Posted at 7:29 AM, May 02, 2020
and last updated 2020-05-02 13:19:47-04

Luke Air Force Base in Phoenix, Arizona, to include the 56th Fighter Wing and the 944th Fighter Wing , along with the Arizona National Guard 161st Air Refueling Wing, performed an "honor flight" for front-line COVID-19 responders with a community flyover on Friday.

"We are honored to extend our heartfelt gratitude to all the healthcare workers, first responders, military members and other essential personnel who are working on the front lines to combat the coronavirus," said Brig. Gen. Todd Canterbury, 56th Fighter Wing commander. "We want everyone to be able to look up from their homes and enjoy the display of American airpower, resolve and pride while keeping frontline defenders in their hearts."

A formation of 15 aircraft, including seven F-35A Lightning IIs and seven F-16 Fighting Falcons flying out of Luke Air Force Base and one KC-135 from the 161st ARW began the flyover at approximately 3:10 p.m. The flight lasted nearly an hour. The flight was part of a larger Air Force movement to honor and show the Department of Defense’s respect to all front-line workers in this challenging time.

Colonel Mark "Juice" Whisler, commander of the 425th Fighter Squadron at Luke AFB, was one of the pilots. He attended Great Falls High School, graduating in 1997. He said he wants to do this in honor of his wife, who's a nurse. "Healthcare workers have been in the trenches dealing with this virus thing from the start. To be able to honor all the health care workers is fantastic, but it's a little bit more special for me because my wife is part of that group."
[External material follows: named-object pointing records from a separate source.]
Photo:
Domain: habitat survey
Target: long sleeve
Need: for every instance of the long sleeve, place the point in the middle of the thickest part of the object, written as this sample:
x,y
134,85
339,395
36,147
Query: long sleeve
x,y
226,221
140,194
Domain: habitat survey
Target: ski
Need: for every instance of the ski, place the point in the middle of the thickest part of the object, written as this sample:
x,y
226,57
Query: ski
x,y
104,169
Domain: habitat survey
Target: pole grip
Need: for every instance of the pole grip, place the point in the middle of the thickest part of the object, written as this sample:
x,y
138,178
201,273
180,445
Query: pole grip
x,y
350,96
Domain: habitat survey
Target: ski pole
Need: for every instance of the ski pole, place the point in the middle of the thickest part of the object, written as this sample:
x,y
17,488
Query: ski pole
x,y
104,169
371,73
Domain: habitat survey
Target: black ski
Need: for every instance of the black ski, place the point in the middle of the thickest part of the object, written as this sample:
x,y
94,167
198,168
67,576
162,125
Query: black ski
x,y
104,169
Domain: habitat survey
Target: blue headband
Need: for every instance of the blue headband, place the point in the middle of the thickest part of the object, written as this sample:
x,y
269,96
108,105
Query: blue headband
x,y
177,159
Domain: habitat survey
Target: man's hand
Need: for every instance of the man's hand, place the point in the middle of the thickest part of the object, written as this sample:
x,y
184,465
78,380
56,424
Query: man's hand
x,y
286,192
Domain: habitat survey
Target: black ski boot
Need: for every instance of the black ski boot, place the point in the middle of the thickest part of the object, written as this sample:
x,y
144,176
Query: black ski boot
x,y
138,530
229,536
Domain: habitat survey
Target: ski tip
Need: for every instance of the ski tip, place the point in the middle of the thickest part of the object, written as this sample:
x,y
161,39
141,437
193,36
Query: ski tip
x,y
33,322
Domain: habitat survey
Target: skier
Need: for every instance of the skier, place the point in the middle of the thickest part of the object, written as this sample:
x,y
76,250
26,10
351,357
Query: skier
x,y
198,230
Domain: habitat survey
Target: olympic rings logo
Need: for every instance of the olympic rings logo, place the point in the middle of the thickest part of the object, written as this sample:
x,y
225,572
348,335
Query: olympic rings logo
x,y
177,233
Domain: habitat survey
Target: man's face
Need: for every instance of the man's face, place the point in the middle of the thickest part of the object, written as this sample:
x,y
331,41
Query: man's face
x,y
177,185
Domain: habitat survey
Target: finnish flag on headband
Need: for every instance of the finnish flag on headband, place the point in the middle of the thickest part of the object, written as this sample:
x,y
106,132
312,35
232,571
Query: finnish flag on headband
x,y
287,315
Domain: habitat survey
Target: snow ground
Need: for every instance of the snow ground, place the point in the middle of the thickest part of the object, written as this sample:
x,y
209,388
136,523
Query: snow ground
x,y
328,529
He also says that the roles have been reversed in who everyone is thanking now: "I want to give a huge thanks to all healthcare workers. I know that the last, you know, two months has been trying for everyone, not just healthcare workers, but everyone and then healthcare workers have to still on top of being trying, quarantine, and all that kind of stuff. They even have to show up to work and put themselves basically in danger to protect all of us. So it's a little bit of role reversal after being in the military for 20 years. You know, everyone always thanks us for doing what we do, and now we are thanking the healthcare workers."